By Madelaine B. Miraflor
The Philippine central bank may finally give in to pressure and raise interest rates by at least 50 basis points (bps) in the next quarter, the chief economist for Maybank said.
To recall, the Bangko Sentral ng Pilipinas (BSP) just recently left the overnight borrowing, lending, and deposit rates as is — at 3 percent, 3.5 percent and 2.5 percent, respectively.
This, as it forecasts inflation to remain within target this year until the next.
“I think this is where attention I believe will be quite focused on what the BSP is going to do. This has been this sort of a fairly long expectation that the time has come for BSP to basically adjust its monetary policy but so far there seems to be reluctance on the part of the BSP to do so,” Maybank Kim Eng Regional Head for Economic Research Suhaimi Ilias told reporters on the sidelines of Maybank Invest ASEAN Conference held in Singapore.
Because of this, Maybank continues to expect a modest 25 bsp hike in its rates in the next quarter, which should be followed by another 25 bps increase before the end of the year.
“We are looking at something to happen obviously by the end of next quarter and another one before the year is over, probably in the fourth quarter — very gradual increase in interest rates. The reason is we do see inflation actually breaching four percent, slightly above four percent this year,” he further said.
If the BSP will not do so, he said, there would be an increase in the risk of continued peso sell-off as well as overheating, not to mention the country’s currency is already the worst performing currency in the region.
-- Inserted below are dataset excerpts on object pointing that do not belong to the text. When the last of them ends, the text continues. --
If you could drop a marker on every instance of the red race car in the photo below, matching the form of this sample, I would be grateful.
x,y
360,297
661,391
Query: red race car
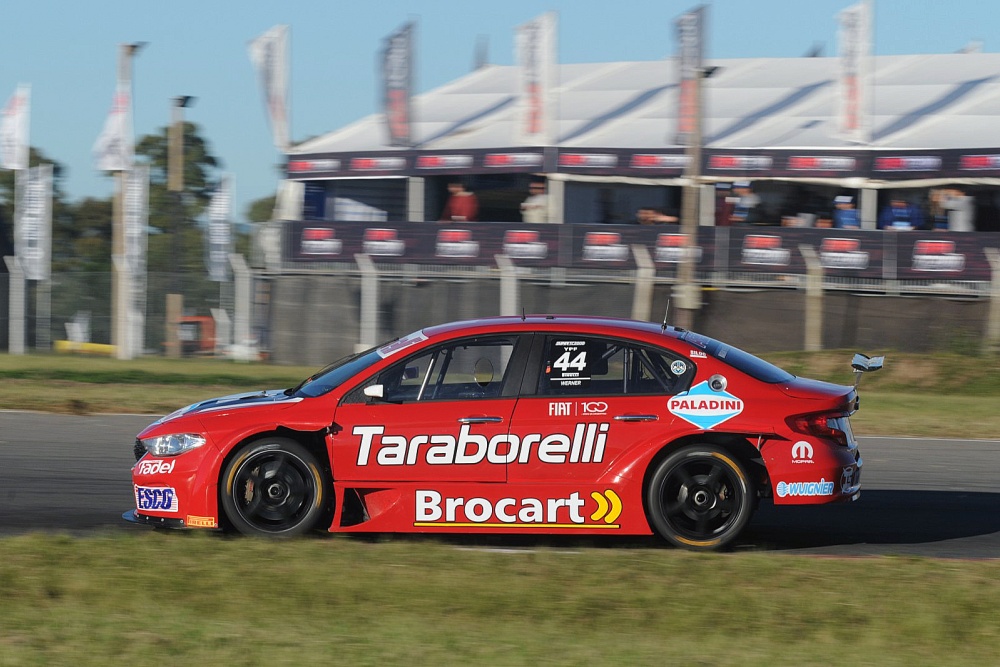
x,y
539,424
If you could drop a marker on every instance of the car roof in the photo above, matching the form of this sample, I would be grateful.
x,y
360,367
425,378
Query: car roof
x,y
582,323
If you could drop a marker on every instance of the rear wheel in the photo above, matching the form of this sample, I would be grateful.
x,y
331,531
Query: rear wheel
x,y
274,487
700,497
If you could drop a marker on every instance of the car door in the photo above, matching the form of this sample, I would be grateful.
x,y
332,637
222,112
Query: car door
x,y
589,400
444,415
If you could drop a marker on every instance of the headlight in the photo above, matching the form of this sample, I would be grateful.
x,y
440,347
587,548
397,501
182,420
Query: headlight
x,y
174,444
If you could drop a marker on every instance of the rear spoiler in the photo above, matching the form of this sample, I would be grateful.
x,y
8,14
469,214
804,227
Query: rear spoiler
x,y
863,364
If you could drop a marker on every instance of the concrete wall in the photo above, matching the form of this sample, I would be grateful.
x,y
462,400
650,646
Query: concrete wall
x,y
316,319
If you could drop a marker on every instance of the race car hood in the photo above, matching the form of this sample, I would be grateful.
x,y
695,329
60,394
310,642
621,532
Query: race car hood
x,y
231,402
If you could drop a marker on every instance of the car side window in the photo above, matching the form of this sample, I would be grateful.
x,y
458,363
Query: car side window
x,y
463,370
582,366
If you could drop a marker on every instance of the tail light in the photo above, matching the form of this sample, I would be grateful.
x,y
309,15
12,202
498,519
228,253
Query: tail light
x,y
829,425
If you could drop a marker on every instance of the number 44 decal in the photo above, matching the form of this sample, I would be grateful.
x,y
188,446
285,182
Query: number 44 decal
x,y
564,363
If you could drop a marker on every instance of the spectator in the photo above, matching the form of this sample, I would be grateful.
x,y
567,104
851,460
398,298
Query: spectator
x,y
845,215
660,217
462,206
937,213
536,207
746,209
960,209
900,215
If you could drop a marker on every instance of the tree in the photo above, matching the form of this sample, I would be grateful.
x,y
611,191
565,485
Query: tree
x,y
179,245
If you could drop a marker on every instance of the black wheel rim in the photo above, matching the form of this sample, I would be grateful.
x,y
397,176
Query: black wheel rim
x,y
273,491
701,498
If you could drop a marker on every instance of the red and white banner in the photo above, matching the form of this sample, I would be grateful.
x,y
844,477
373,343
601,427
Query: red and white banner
x,y
269,55
535,55
397,85
115,146
33,227
690,55
14,130
220,238
855,48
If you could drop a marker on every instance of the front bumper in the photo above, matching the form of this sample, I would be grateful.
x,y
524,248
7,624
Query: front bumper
x,y
132,516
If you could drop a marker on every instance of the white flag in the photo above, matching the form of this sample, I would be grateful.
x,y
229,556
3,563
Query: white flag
x,y
269,55
220,239
535,54
114,148
14,130
855,47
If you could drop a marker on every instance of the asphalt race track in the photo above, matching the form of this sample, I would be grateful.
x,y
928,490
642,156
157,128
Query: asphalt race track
x,y
936,498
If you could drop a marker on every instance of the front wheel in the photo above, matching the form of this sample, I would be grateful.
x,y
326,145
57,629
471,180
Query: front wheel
x,y
700,497
274,487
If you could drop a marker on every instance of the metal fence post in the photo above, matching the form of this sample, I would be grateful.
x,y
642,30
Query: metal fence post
x,y
642,296
814,299
509,295
15,329
991,343
369,302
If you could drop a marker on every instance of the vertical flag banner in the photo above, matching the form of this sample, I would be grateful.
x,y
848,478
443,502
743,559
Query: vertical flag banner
x,y
854,50
397,85
690,55
14,129
220,240
135,205
269,55
33,226
535,55
114,148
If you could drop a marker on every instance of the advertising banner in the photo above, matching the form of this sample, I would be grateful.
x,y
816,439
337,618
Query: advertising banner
x,y
14,130
535,55
773,253
397,85
854,47
33,227
114,147
269,55
219,241
690,53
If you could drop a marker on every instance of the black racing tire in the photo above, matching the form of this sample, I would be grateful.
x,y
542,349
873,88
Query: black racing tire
x,y
274,487
700,497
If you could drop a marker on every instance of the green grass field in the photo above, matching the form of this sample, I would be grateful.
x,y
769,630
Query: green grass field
x,y
194,599
150,598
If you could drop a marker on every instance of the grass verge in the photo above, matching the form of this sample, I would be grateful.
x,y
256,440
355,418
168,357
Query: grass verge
x,y
150,598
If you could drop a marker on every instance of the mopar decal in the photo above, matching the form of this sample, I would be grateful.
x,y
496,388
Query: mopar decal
x,y
434,509
585,446
705,408
160,499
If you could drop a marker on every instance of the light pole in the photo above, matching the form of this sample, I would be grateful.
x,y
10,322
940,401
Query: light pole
x,y
120,278
175,185
687,292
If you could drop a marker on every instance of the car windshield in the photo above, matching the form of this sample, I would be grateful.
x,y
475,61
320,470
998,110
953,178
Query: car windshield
x,y
335,374
753,366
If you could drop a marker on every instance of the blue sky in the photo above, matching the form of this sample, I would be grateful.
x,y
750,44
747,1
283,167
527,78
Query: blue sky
x,y
67,51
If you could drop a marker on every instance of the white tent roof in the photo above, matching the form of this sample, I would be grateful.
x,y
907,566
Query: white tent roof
x,y
929,102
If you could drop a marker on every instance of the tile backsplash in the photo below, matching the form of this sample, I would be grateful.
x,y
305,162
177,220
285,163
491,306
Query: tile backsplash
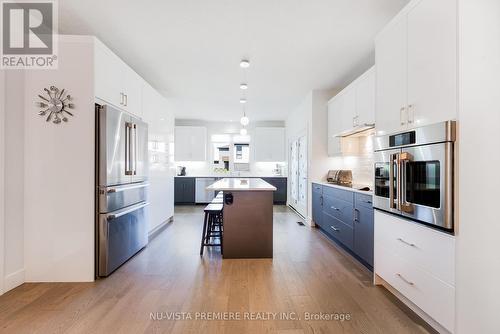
x,y
361,164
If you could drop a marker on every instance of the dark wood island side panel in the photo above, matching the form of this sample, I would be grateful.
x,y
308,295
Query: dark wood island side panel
x,y
248,225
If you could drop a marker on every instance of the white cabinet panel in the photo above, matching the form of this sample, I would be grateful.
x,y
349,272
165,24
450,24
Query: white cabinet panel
x,y
390,62
365,98
269,144
190,143
416,60
432,62
428,249
347,112
419,262
161,170
432,295
115,82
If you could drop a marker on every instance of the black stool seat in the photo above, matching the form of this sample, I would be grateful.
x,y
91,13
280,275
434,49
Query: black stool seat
x,y
212,226
214,208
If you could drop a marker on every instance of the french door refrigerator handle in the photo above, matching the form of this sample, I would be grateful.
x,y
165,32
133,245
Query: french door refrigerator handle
x,y
128,210
128,127
135,149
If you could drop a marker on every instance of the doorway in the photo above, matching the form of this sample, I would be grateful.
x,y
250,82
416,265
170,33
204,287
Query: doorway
x,y
298,175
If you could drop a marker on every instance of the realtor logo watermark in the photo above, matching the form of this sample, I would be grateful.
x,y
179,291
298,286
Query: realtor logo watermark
x,y
29,34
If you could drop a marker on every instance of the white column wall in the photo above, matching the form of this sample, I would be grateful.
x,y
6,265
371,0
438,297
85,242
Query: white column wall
x,y
478,239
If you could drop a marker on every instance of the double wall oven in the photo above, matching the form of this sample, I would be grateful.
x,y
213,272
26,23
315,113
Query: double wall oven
x,y
414,174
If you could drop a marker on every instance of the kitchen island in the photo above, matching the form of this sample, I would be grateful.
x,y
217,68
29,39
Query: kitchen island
x,y
248,217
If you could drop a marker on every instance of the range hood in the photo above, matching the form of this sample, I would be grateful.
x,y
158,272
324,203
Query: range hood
x,y
358,131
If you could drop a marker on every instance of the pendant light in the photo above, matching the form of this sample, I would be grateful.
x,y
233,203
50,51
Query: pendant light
x,y
244,119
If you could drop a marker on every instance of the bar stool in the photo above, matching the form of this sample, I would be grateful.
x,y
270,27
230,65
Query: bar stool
x,y
212,226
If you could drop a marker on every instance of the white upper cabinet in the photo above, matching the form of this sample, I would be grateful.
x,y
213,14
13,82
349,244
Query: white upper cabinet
x,y
432,62
347,110
334,127
390,62
365,99
350,111
269,144
115,82
416,67
190,143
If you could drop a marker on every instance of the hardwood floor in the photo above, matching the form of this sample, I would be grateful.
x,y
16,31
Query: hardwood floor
x,y
307,274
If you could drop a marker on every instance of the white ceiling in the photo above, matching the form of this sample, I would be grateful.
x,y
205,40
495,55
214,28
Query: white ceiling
x,y
190,50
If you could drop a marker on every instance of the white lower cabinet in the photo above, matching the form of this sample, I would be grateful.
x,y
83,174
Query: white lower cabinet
x,y
418,262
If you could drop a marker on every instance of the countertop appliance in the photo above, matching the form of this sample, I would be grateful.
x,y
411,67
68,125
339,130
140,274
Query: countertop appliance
x,y
414,174
340,177
181,171
122,175
202,195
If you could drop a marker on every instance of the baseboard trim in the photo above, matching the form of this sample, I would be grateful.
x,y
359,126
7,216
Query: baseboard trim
x,y
158,229
13,280
377,280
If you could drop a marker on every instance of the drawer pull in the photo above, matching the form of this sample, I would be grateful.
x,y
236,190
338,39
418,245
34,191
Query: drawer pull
x,y
405,280
407,243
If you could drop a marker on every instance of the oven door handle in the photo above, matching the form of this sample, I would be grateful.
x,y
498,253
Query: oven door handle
x,y
404,205
394,160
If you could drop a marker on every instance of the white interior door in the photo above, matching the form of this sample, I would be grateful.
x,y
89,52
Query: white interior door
x,y
298,175
294,168
302,149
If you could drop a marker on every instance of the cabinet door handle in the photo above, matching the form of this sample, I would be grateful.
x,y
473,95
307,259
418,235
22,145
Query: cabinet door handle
x,y
405,280
407,243
402,115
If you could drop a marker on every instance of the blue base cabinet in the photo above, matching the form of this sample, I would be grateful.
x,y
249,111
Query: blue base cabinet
x,y
347,218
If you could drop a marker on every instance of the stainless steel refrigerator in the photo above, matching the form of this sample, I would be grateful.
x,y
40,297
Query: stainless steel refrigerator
x,y
122,184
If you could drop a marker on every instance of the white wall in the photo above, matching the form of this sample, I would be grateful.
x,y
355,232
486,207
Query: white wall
x,y
14,180
59,172
158,113
310,117
2,178
200,168
478,245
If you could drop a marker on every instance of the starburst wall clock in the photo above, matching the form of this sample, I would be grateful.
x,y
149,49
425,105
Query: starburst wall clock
x,y
55,105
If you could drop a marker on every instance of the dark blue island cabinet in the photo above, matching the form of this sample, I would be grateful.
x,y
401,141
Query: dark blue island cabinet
x,y
347,218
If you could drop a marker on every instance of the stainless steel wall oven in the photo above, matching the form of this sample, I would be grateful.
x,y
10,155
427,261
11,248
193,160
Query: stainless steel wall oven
x,y
414,174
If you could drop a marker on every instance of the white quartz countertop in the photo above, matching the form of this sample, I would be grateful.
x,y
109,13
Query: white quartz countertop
x,y
355,187
241,184
230,176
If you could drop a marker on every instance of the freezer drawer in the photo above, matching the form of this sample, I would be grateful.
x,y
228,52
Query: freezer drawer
x,y
122,234
117,197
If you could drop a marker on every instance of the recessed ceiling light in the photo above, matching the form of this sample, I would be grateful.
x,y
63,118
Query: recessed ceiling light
x,y
244,120
244,63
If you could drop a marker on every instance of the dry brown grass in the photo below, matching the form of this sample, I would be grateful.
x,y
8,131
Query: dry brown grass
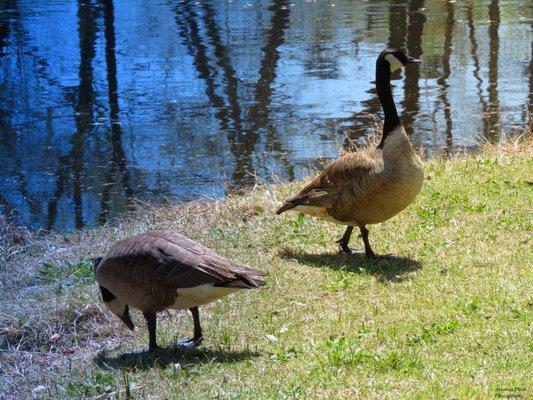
x,y
50,322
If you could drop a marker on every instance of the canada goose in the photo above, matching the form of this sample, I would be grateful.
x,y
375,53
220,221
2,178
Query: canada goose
x,y
372,185
157,270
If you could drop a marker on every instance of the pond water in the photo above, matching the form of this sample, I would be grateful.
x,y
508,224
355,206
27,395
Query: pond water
x,y
102,102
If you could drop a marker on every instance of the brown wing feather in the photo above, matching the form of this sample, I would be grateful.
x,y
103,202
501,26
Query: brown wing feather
x,y
348,173
175,261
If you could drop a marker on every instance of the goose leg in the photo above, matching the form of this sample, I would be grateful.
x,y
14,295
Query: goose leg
x,y
368,250
198,337
345,239
151,321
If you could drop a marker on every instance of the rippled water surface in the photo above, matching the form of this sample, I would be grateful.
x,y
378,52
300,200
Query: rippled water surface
x,y
102,102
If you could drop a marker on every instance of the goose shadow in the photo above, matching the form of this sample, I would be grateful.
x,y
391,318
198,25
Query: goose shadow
x,y
384,268
162,357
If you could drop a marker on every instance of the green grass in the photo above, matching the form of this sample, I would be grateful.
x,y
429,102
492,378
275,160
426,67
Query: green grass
x,y
450,317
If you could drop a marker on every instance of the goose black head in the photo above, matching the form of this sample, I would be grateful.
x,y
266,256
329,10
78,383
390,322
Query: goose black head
x,y
117,307
395,59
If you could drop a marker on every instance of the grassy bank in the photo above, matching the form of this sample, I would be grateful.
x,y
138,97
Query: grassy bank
x,y
450,317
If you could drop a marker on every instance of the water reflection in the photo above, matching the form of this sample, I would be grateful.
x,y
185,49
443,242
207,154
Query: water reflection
x,y
104,102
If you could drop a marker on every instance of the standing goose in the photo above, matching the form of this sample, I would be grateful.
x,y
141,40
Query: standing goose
x,y
372,185
157,270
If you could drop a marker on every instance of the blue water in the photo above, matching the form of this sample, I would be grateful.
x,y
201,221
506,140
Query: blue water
x,y
104,102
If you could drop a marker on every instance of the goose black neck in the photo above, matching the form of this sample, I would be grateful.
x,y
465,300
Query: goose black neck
x,y
386,100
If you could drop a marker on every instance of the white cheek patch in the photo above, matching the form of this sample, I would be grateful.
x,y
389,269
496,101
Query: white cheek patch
x,y
116,306
394,63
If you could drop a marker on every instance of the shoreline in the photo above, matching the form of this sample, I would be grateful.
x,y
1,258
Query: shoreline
x,y
463,244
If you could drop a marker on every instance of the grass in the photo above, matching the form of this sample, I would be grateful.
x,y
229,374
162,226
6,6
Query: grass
x,y
450,317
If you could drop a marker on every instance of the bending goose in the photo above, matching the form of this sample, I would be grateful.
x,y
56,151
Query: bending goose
x,y
372,185
157,270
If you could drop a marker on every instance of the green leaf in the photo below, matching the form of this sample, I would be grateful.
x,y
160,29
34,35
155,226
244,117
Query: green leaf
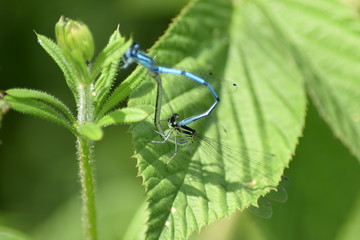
x,y
108,74
35,94
327,34
110,54
121,116
123,90
235,41
55,52
11,234
38,109
91,131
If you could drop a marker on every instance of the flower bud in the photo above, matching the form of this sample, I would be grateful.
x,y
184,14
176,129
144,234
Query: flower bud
x,y
75,38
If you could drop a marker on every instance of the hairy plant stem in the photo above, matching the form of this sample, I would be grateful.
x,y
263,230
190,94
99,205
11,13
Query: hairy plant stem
x,y
85,157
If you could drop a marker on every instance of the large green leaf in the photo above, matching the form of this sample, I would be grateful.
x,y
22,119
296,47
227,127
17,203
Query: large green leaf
x,y
11,234
233,40
327,34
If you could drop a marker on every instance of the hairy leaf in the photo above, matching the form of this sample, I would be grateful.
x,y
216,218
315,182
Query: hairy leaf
x,y
91,131
38,109
327,41
35,94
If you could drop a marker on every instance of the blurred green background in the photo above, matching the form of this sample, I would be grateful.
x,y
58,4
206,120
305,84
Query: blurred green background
x,y
39,190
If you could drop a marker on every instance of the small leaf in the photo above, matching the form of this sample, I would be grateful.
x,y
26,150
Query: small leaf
x,y
34,94
111,53
196,188
38,109
91,131
327,36
108,73
55,52
121,116
11,234
123,90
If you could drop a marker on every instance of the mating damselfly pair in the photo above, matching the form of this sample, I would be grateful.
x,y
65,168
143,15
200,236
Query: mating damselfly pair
x,y
236,172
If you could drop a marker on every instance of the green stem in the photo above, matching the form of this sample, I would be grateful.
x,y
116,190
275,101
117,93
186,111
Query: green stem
x,y
85,157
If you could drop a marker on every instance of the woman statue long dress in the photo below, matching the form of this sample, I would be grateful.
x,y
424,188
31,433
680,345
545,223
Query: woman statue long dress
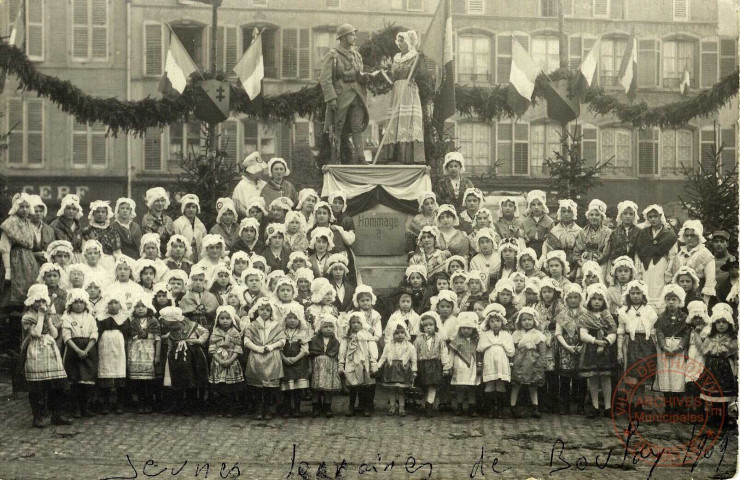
x,y
405,130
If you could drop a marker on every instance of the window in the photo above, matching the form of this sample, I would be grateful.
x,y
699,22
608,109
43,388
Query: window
x,y
680,10
648,151
296,53
35,30
512,147
709,60
475,143
474,58
503,54
678,55
601,8
89,144
323,41
676,153
729,156
89,30
616,147
192,39
728,56
648,60
227,48
153,42
475,7
153,149
408,5
545,140
269,48
26,140
546,52
579,48
610,60
259,136
185,138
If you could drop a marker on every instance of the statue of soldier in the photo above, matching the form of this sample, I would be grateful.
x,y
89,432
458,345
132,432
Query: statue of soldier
x,y
343,85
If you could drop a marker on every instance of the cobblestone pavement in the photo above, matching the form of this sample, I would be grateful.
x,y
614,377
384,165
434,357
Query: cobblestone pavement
x,y
98,448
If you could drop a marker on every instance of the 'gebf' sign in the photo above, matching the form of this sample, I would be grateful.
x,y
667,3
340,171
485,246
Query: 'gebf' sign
x,y
380,231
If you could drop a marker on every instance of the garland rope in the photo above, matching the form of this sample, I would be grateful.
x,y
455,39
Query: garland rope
x,y
485,103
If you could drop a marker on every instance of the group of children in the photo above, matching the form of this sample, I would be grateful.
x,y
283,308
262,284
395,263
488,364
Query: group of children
x,y
268,311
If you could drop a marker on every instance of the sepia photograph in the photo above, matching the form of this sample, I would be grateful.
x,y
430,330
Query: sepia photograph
x,y
404,239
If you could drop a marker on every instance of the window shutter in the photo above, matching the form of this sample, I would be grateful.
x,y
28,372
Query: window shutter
x,y
709,61
601,8
34,131
99,40
15,138
680,10
648,152
304,54
229,140
79,29
729,157
647,63
153,49
476,7
35,29
728,56
290,53
153,149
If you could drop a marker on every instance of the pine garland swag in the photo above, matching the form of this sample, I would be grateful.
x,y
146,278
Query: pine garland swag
x,y
485,103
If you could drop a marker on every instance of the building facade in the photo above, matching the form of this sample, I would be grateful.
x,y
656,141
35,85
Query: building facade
x,y
117,48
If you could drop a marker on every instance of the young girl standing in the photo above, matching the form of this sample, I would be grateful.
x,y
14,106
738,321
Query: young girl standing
x,y
598,332
672,336
720,357
80,335
144,352
358,356
186,361
636,338
264,338
225,348
114,328
324,351
433,361
189,225
398,367
528,368
497,347
296,366
570,385
465,363
41,362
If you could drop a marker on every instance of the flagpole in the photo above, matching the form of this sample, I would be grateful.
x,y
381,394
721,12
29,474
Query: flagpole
x,y
398,104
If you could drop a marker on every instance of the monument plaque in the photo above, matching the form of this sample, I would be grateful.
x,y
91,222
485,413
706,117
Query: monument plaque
x,y
380,231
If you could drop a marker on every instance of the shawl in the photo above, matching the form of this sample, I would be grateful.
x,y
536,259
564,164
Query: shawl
x,y
316,346
651,250
599,321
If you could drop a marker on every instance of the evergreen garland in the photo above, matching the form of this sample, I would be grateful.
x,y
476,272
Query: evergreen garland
x,y
485,103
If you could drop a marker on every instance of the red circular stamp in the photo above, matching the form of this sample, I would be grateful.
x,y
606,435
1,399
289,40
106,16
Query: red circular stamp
x,y
675,423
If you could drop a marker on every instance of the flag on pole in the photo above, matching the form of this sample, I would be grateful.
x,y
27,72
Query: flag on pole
x,y
587,70
177,68
250,68
685,81
522,77
437,47
17,37
628,70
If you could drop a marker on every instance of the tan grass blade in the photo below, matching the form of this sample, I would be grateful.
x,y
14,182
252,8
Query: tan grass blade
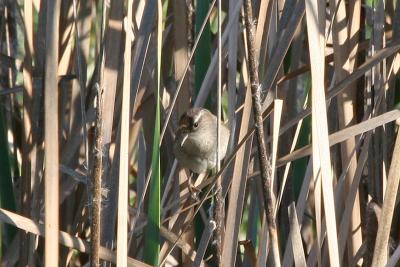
x,y
65,239
346,115
237,190
321,155
122,238
295,236
385,222
344,134
278,105
51,135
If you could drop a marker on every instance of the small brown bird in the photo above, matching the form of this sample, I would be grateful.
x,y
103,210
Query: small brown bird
x,y
196,140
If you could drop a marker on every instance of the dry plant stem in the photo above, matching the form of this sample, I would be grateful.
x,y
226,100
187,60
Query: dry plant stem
x,y
65,239
262,152
385,222
219,209
96,185
122,237
51,183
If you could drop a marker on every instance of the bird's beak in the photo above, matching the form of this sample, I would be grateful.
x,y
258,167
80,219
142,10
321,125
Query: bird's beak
x,y
184,139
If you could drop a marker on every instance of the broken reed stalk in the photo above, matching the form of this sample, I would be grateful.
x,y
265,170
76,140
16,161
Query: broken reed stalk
x,y
265,165
96,184
219,200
“Certainly there has already been an impact in terms of currency. Unlike other regional currencies which have strengthened against the US dollar, and strangely despite an environment of weak dollar, Philippine peso has been underperforming,” Ilias said.
“That is why the issue of BSP needing to adjust its interest rates has a lot more to do with the risk of inflation being driven by factors like aside from fairly robust economic growth and domestic demand is the issue of rising global crude oil price accented by the weak peso,” he added.
For this year, Maybank expects the country’s inflation to grow at 4.2 percent, while it sees it easing down to 3.8 percent to 3.9 percent next year.
“I think that gives the BSP the reason to raise interest rates to make sure the gap between interest rates and inflation is not too big because we still see high three percent inflation rate next year,” Ilias said.
The BSP expects inflation to breach the 2 to 4 percent target range for this year, taking note of the impact of the administration’s first tax reform package to consumer prices as well as expected global oil price hike.